What I try to do with reviews at this Bookshelf blog is keep it simple and spoiler-free, and let you know whether I'd recommend you pick up a copy of what I just read. Seems to work okay. This time, a brief review of The Great Northern Brotherhood of Canadian Cartoonists (Drawn & Quarterly, 2011).



Seth's latest release is another "sketchbook" story with which he tinkered for several years before finalizing it. As his earlier, similar Wimbledon Green suggested a world where the collecting of decades-old comics was a noble and bold pursuit, The Great Northern Brotherhood of Canadian Cartoonists illustrates that world. It's a place where Canada's supposed domination of the art form has led to the many and varied artists being held in the highest possible esteem, and a social club with branches in several cities and a library only accessible via a two-hour school bus ride north of the idiosyncratically-named Green Valley, somewhere up in Nunavut, I suppose.

I love the way that Seth adds layers and layers of fictions to his story, all told via a very unreliable narrator who eventually confesses that some of his tale is not entirely accurate. The story mixes in just enough real-world truth, including both a couple of namechecks for Chester Brown and about nine pages devoted to one of Seth's pet causes, a mostly-forgotten comic strip called Nipper by a guy named Doug Wright. In other words, there's just enough honesty to make the whole fundamentally dishonest narrative seem like it can be trusted. But it's not even set in a real place; Dominion is the small city seen in some of Seth's other works, notably the amazing George Sprott: 1894-1971. Naturally, a fictional city is a good place for a fictional club devoted to the (mostly) fictional art displayed here.

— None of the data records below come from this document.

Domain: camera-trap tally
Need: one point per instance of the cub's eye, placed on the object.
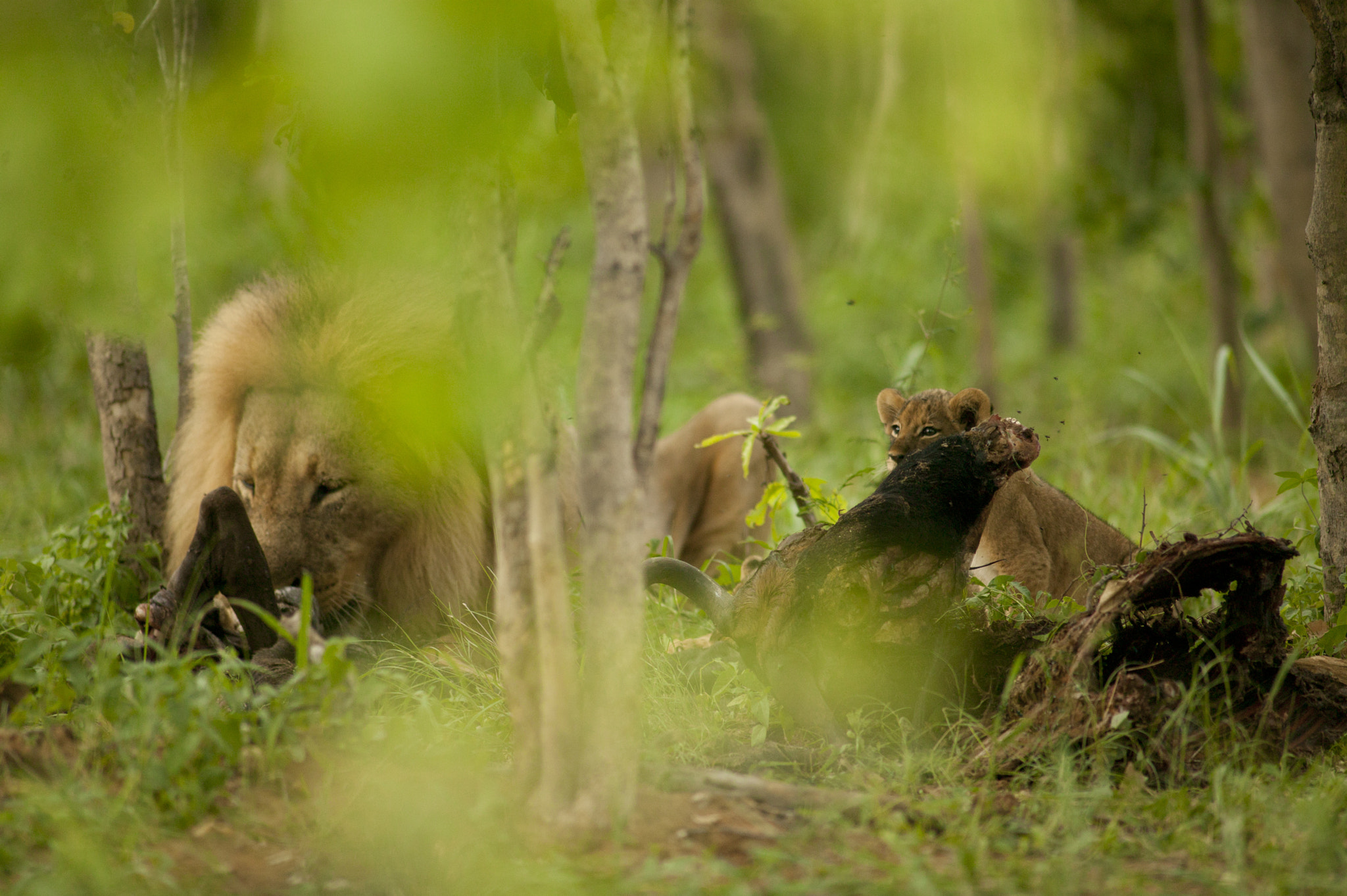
(325, 488)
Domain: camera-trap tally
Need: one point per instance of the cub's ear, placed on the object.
(889, 404)
(969, 408)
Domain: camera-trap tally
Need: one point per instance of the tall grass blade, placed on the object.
(1273, 384)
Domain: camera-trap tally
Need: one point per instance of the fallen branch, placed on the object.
(131, 463)
(683, 779)
(176, 66)
(793, 479)
(677, 263)
(1071, 690)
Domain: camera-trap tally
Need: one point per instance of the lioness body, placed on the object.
(287, 389)
(1035, 533)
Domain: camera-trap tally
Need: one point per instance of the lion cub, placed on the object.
(1035, 533)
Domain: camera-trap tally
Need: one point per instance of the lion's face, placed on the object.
(915, 423)
(310, 500)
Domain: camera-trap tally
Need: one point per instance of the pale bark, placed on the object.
(556, 657)
(1062, 291)
(1279, 51)
(677, 258)
(747, 186)
(176, 53)
(131, 463)
(549, 308)
(978, 283)
(1327, 236)
(609, 496)
(1204, 160)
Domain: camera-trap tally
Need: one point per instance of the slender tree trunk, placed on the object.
(978, 281)
(1062, 290)
(858, 213)
(741, 164)
(1327, 236)
(609, 494)
(131, 461)
(1204, 159)
(176, 53)
(677, 258)
(516, 623)
(1279, 51)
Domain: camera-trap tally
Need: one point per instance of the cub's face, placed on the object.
(915, 423)
(310, 500)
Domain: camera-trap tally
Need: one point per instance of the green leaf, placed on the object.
(1330, 641)
(763, 711)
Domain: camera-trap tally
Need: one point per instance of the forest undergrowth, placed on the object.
(388, 775)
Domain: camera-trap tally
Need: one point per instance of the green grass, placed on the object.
(391, 779)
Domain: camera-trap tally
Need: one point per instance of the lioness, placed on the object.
(1035, 533)
(290, 394)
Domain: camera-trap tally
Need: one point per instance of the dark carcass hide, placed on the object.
(841, 615)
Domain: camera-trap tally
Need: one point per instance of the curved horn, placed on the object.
(697, 586)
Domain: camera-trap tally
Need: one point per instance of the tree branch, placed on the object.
(674, 264)
(793, 479)
(177, 73)
(549, 308)
(131, 461)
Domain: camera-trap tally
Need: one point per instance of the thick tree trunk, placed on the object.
(131, 461)
(978, 283)
(609, 494)
(556, 657)
(1204, 159)
(1327, 235)
(1279, 51)
(741, 164)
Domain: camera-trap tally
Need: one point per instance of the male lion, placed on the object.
(1035, 533)
(294, 385)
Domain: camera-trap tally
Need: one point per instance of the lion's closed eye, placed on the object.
(325, 488)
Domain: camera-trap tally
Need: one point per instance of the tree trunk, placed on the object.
(609, 496)
(675, 260)
(556, 657)
(1327, 235)
(131, 461)
(978, 283)
(860, 213)
(1204, 159)
(176, 65)
(1279, 51)
(741, 164)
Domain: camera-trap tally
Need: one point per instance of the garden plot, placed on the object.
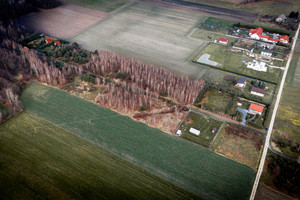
(152, 34)
(207, 126)
(62, 22)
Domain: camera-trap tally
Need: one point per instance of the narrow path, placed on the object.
(267, 142)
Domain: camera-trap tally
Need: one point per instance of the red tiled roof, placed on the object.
(48, 40)
(285, 37)
(257, 31)
(223, 40)
(256, 107)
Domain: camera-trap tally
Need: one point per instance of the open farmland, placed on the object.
(102, 5)
(62, 22)
(152, 34)
(202, 123)
(240, 144)
(232, 62)
(51, 163)
(195, 168)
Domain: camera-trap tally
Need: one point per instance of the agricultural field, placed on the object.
(62, 22)
(40, 160)
(216, 101)
(232, 62)
(192, 167)
(240, 144)
(152, 34)
(101, 5)
(202, 123)
(266, 7)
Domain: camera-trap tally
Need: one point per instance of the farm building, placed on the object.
(229, 78)
(255, 109)
(241, 82)
(48, 40)
(57, 43)
(258, 66)
(266, 53)
(257, 91)
(223, 41)
(194, 131)
(281, 18)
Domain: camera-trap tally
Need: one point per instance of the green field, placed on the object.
(202, 123)
(191, 166)
(232, 62)
(102, 5)
(40, 160)
(216, 101)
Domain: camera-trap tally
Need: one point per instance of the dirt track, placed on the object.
(62, 22)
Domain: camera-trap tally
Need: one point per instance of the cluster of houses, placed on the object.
(258, 34)
(56, 43)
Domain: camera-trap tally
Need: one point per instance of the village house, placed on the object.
(223, 41)
(257, 91)
(241, 82)
(258, 66)
(266, 53)
(281, 18)
(255, 109)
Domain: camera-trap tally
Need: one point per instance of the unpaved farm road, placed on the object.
(226, 13)
(267, 142)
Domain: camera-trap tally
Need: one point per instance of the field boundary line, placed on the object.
(268, 138)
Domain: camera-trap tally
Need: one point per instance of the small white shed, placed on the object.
(194, 131)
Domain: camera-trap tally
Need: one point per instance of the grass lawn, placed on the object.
(192, 167)
(216, 101)
(40, 160)
(232, 62)
(102, 5)
(203, 124)
(240, 144)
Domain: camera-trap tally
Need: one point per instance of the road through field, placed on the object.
(267, 142)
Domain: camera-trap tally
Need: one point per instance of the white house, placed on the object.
(258, 66)
(194, 131)
(257, 91)
(241, 82)
(266, 53)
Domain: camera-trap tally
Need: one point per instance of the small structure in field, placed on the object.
(257, 91)
(255, 109)
(178, 132)
(266, 53)
(223, 40)
(258, 66)
(194, 131)
(214, 129)
(241, 82)
(281, 18)
(48, 40)
(57, 43)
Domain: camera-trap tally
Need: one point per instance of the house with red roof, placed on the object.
(48, 40)
(223, 40)
(284, 39)
(57, 43)
(255, 109)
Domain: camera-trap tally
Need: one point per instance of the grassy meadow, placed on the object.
(202, 123)
(232, 62)
(190, 166)
(40, 160)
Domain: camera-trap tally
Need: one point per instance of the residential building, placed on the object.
(255, 109)
(241, 82)
(257, 91)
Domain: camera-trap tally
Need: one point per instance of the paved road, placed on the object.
(267, 142)
(236, 15)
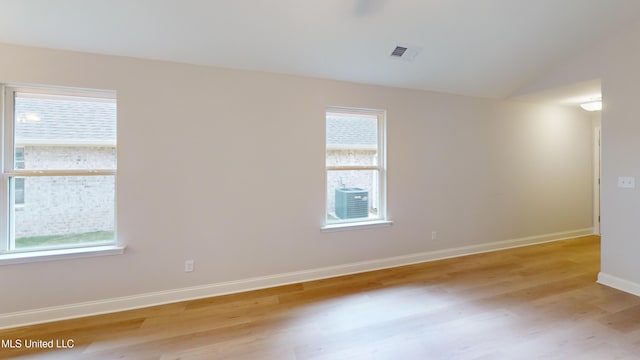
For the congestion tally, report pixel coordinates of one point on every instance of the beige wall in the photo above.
(615, 60)
(204, 153)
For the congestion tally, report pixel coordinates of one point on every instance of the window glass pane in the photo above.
(64, 211)
(352, 195)
(19, 158)
(18, 193)
(351, 140)
(64, 132)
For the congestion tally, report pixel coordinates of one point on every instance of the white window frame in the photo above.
(8, 254)
(381, 168)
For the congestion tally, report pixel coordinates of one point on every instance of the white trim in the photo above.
(362, 224)
(60, 254)
(597, 160)
(619, 283)
(42, 315)
(66, 142)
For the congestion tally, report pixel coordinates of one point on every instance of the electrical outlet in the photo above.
(189, 265)
(628, 182)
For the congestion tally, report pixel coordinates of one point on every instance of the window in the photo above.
(19, 158)
(355, 167)
(60, 151)
(19, 191)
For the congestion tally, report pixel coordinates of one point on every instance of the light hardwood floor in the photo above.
(535, 302)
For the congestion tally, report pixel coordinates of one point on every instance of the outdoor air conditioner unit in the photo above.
(352, 203)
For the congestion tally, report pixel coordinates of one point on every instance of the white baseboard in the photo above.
(619, 283)
(49, 314)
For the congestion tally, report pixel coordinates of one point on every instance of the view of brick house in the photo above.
(352, 141)
(61, 134)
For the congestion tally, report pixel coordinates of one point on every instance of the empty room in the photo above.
(338, 179)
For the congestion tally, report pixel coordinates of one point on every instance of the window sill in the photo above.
(61, 254)
(356, 225)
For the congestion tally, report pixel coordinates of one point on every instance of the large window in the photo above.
(59, 172)
(355, 166)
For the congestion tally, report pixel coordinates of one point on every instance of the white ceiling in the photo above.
(487, 48)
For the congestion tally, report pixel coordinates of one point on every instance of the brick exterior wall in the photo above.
(71, 204)
(360, 179)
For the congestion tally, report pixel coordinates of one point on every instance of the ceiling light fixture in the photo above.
(592, 105)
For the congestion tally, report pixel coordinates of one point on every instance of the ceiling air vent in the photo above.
(404, 52)
(399, 51)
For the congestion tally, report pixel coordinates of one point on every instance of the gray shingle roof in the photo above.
(345, 132)
(61, 121)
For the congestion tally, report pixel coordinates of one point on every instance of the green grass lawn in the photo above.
(55, 240)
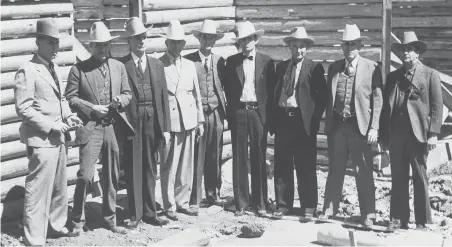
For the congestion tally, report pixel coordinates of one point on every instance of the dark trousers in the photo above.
(102, 142)
(345, 140)
(208, 159)
(140, 166)
(248, 123)
(294, 146)
(405, 149)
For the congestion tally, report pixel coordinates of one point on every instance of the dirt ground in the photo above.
(219, 222)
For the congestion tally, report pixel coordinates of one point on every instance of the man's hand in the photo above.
(372, 137)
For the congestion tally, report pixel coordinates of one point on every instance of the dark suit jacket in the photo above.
(81, 92)
(311, 92)
(265, 80)
(425, 112)
(159, 93)
(218, 67)
(368, 96)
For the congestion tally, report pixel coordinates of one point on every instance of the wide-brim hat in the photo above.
(134, 26)
(208, 27)
(175, 31)
(47, 27)
(99, 33)
(410, 39)
(299, 33)
(246, 29)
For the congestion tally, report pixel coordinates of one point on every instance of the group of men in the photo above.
(174, 107)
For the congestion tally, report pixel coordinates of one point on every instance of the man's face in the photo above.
(47, 47)
(351, 49)
(297, 48)
(101, 51)
(175, 46)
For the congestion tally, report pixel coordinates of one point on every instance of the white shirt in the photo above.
(249, 88)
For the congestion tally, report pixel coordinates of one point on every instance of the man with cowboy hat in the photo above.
(148, 112)
(300, 97)
(46, 120)
(187, 119)
(352, 121)
(249, 82)
(98, 91)
(411, 122)
(208, 149)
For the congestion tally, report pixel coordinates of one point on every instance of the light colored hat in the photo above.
(134, 26)
(245, 29)
(410, 38)
(208, 27)
(175, 31)
(99, 33)
(47, 27)
(299, 33)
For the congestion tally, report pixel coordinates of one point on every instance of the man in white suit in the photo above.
(187, 118)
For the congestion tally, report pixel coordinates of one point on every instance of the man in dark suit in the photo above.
(98, 91)
(249, 83)
(300, 98)
(411, 122)
(352, 121)
(148, 112)
(208, 148)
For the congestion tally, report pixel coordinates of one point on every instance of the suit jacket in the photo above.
(40, 103)
(265, 80)
(184, 96)
(82, 94)
(425, 111)
(310, 93)
(368, 96)
(159, 93)
(218, 67)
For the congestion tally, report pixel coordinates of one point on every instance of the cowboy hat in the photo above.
(99, 33)
(134, 26)
(245, 29)
(47, 27)
(299, 33)
(208, 27)
(175, 31)
(410, 39)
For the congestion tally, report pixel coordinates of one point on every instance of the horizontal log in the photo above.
(19, 167)
(308, 11)
(14, 63)
(12, 47)
(17, 28)
(35, 10)
(7, 79)
(185, 15)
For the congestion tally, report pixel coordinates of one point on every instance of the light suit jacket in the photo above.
(40, 103)
(184, 96)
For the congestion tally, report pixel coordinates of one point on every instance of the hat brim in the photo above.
(421, 46)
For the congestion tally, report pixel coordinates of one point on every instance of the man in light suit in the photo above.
(42, 106)
(249, 83)
(98, 90)
(352, 122)
(187, 119)
(208, 149)
(148, 112)
(300, 98)
(411, 121)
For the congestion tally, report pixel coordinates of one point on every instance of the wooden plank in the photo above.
(308, 11)
(12, 47)
(35, 10)
(186, 15)
(16, 28)
(14, 63)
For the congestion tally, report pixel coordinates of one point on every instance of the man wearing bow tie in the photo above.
(249, 87)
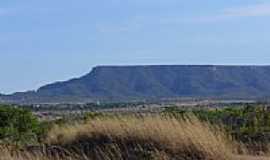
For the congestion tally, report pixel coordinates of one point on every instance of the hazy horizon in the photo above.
(46, 41)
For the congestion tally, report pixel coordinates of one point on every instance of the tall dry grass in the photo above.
(145, 137)
(131, 138)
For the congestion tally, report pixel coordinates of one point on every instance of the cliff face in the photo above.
(124, 82)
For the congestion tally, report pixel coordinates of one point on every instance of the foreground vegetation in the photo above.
(175, 134)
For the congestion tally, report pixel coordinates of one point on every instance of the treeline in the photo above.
(248, 123)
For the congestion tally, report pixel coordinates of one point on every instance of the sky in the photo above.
(47, 41)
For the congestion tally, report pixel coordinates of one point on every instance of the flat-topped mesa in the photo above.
(163, 81)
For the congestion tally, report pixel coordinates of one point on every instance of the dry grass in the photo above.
(132, 138)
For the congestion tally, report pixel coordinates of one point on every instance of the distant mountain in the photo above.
(147, 82)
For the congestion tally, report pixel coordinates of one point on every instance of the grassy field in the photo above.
(171, 135)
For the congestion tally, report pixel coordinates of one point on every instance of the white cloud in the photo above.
(256, 10)
(248, 11)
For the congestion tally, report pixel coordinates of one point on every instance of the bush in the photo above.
(17, 126)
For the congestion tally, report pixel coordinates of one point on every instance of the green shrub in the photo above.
(18, 126)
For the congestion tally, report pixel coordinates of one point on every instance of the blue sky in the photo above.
(47, 41)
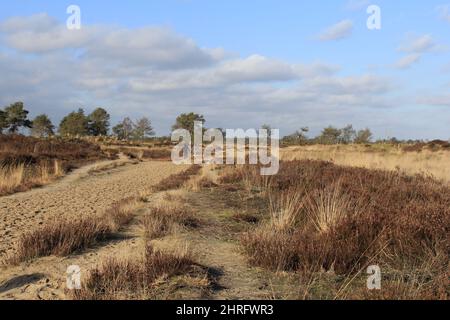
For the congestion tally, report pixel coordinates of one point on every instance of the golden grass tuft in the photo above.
(118, 279)
(63, 237)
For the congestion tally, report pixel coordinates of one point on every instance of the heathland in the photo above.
(140, 227)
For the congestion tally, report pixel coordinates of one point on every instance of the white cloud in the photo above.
(435, 100)
(354, 5)
(419, 44)
(338, 31)
(444, 12)
(157, 72)
(408, 61)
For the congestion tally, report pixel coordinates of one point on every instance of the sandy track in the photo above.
(75, 195)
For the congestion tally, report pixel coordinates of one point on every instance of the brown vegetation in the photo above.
(409, 160)
(177, 180)
(161, 220)
(125, 279)
(27, 162)
(63, 237)
(325, 217)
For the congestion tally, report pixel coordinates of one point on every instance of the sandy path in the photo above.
(76, 194)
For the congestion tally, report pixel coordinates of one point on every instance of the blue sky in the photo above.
(395, 80)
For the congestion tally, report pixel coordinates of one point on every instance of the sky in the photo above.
(241, 64)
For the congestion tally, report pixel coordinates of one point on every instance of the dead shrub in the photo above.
(160, 221)
(350, 217)
(176, 181)
(124, 279)
(61, 238)
(64, 237)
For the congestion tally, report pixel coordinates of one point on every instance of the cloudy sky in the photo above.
(240, 63)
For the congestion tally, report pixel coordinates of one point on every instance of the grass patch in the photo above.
(124, 279)
(65, 237)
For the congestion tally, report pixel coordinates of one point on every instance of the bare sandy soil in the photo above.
(79, 193)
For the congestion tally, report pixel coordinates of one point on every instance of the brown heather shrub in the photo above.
(61, 238)
(147, 153)
(160, 221)
(176, 181)
(352, 217)
(17, 149)
(27, 162)
(65, 237)
(122, 279)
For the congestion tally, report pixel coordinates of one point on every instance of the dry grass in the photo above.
(165, 218)
(384, 157)
(337, 219)
(176, 181)
(207, 178)
(27, 162)
(124, 279)
(64, 237)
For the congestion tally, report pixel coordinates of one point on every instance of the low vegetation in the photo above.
(379, 156)
(64, 237)
(328, 219)
(133, 278)
(163, 219)
(27, 162)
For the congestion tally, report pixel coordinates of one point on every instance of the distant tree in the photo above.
(99, 122)
(297, 138)
(74, 124)
(124, 129)
(186, 121)
(3, 123)
(330, 135)
(143, 129)
(42, 127)
(16, 117)
(348, 134)
(363, 136)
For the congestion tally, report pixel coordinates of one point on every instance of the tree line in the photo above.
(15, 117)
(330, 135)
(77, 123)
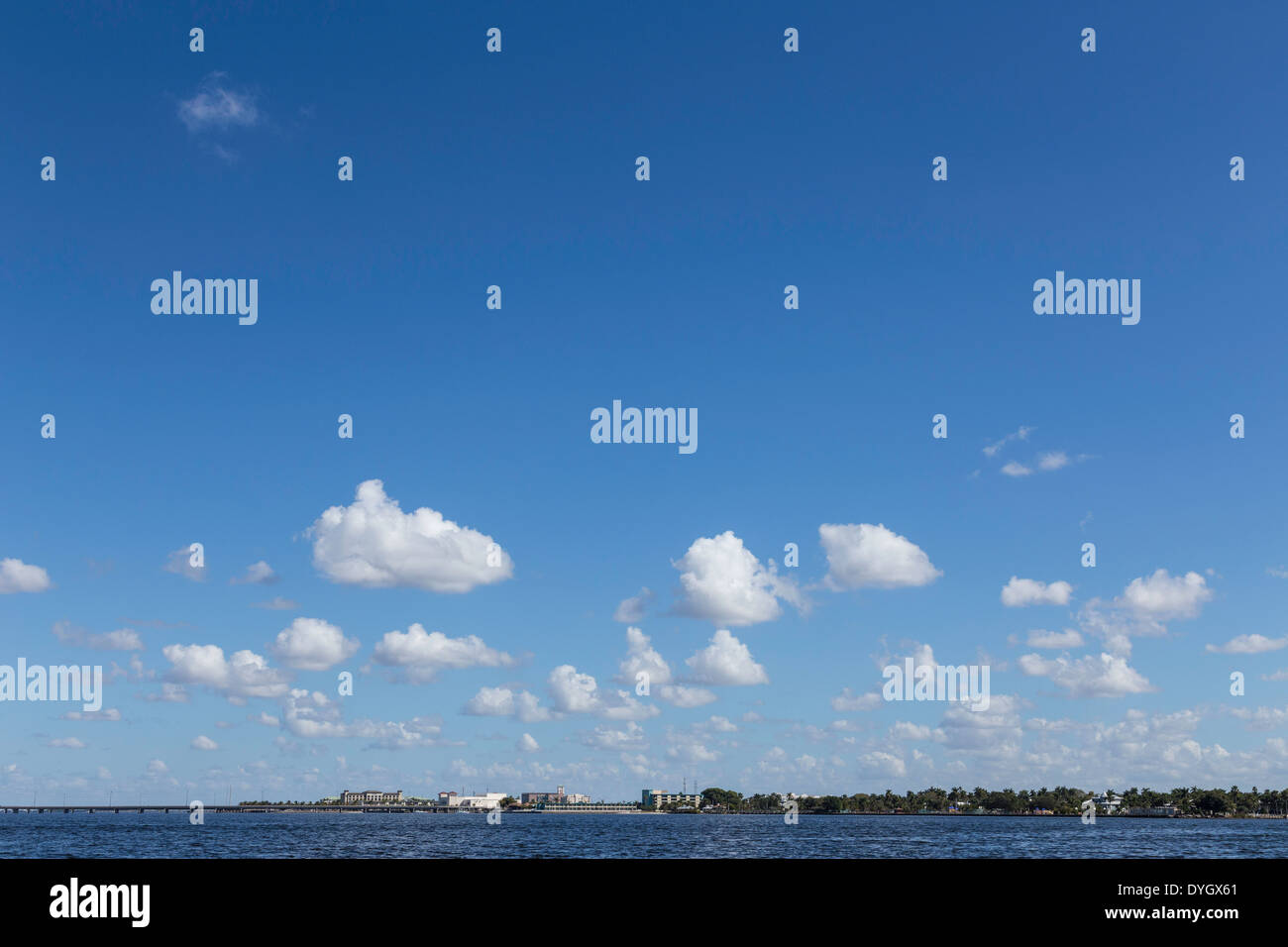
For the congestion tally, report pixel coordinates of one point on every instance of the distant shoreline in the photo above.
(590, 810)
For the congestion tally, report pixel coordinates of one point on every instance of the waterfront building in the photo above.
(488, 800)
(657, 799)
(370, 797)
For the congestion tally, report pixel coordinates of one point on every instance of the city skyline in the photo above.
(413, 464)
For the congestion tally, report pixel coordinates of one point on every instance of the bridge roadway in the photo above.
(239, 808)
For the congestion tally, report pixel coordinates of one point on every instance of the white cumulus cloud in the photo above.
(374, 544)
(312, 644)
(18, 577)
(424, 654)
(1019, 592)
(864, 556)
(726, 661)
(724, 583)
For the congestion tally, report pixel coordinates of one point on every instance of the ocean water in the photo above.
(609, 835)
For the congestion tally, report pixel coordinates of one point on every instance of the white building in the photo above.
(488, 800)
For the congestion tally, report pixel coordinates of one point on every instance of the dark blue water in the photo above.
(305, 835)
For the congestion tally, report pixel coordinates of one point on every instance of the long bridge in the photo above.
(237, 808)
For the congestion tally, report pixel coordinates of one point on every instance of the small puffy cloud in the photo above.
(722, 582)
(18, 577)
(312, 644)
(121, 639)
(1162, 595)
(1091, 676)
(1021, 434)
(180, 564)
(110, 715)
(1019, 592)
(1068, 638)
(423, 654)
(866, 556)
(684, 697)
(257, 574)
(218, 106)
(726, 661)
(849, 701)
(608, 738)
(374, 544)
(640, 656)
(572, 692)
(632, 609)
(243, 676)
(317, 716)
(277, 604)
(903, 729)
(1249, 644)
(501, 701)
(881, 763)
(170, 693)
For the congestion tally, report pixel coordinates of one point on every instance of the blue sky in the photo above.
(767, 169)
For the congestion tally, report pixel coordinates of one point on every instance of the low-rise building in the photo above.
(657, 799)
(488, 800)
(370, 797)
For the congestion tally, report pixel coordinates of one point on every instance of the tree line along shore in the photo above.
(1061, 800)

The tour of the club's facility leads into diversions where several key Canadian comics, both newspaper strips and funnybook pamphlets, are explored. My only quibble with The GNBCC is that the many excerpts are still drawn in Seth's simple sketchbook style. I do feel that it would have been a more entertaining and complete immersion had Seth explored some different styles for the many different comics.

That tiny issue aside, this really does work for me. I'd like to visit Dominion in the same way that millions would like to visit Hogwart's. It's that real and that engaging, and I'm always happy to follow one of Seth's little diversions there. Not bad for a town that, if we get right down to it, probably isn't all that much more impressive than Macon. Happily recommended.